The OILMAP oil spill model system was configured for Dubai coastal waters for Dubai Municipality. The OILMAP model is used extensively in the region and has been applied to a number of spills in hindcast and forecast modes. This paper briefly discusses the application of the model to a number of these spills, and also discusses some of the latest developments required to apply the model in this complex coastal region.

2. DATA ISSUES

Oil spill models are generally used in three modes of operation:

• Oil spill trajectory predictions for actual spills or exercises. These are referred to as deterministic models and provide single expected forecasts for spills.

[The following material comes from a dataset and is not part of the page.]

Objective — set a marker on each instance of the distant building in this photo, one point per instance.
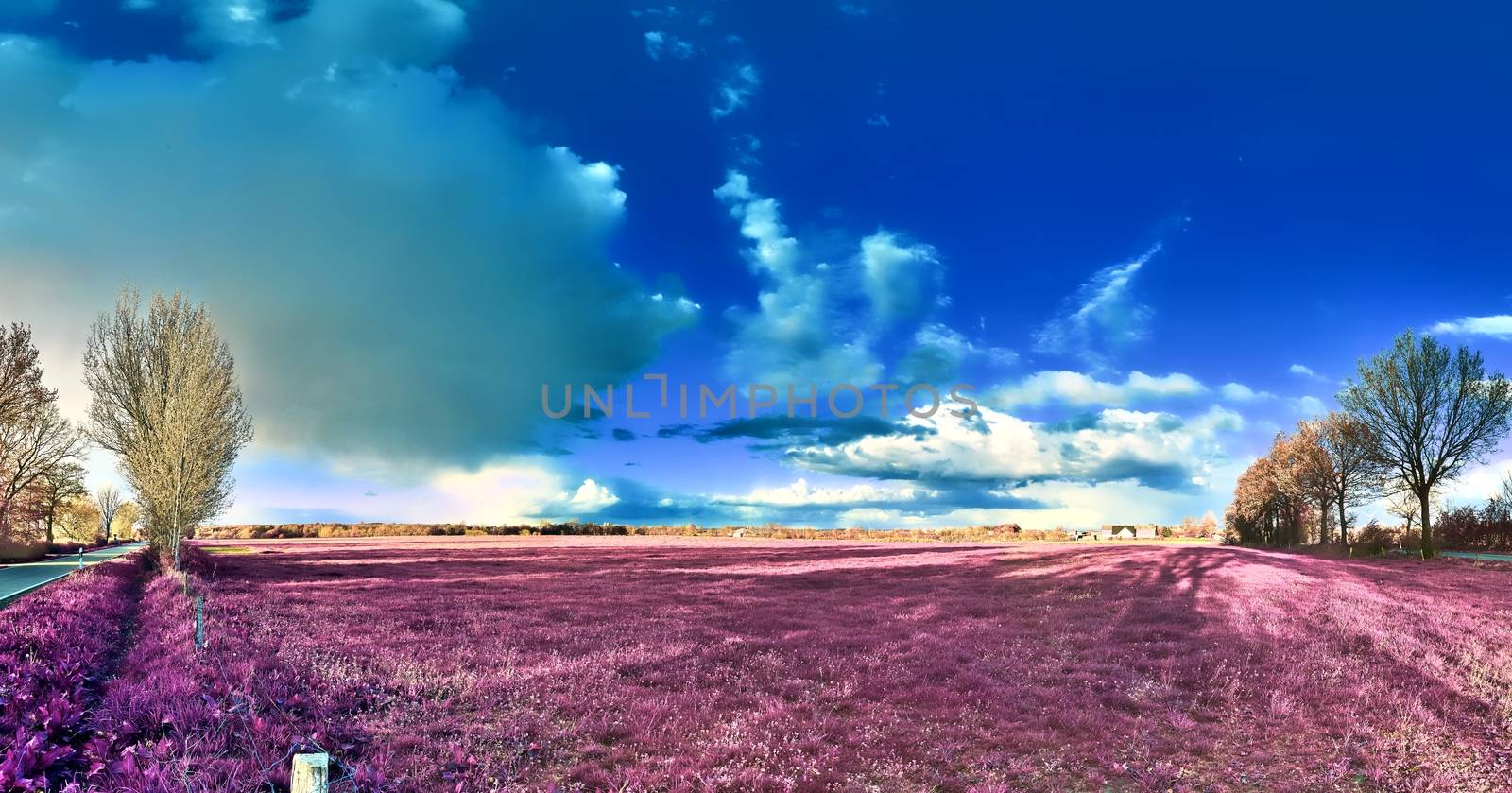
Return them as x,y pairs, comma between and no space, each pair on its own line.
1131,531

• Backtrack models run deterministic models backwards in time and are typically used to try to determine the source of oil that has been observed at sea or on a beach. This mode is often used for “mystery spills” and identification of intentional discharges.

• Stochastic models are probability models that are used in response planning, risk assessment, and environmental impact assessments. In this mode, hundreds or thousands of simulations are performed to generate probability contours of where oil is likely to go. Stochastic models can also be run in backtrack mode (receptor) and are used to look at sensitive infrastructure such as intakes and their vulnerability paths to possible oil spills.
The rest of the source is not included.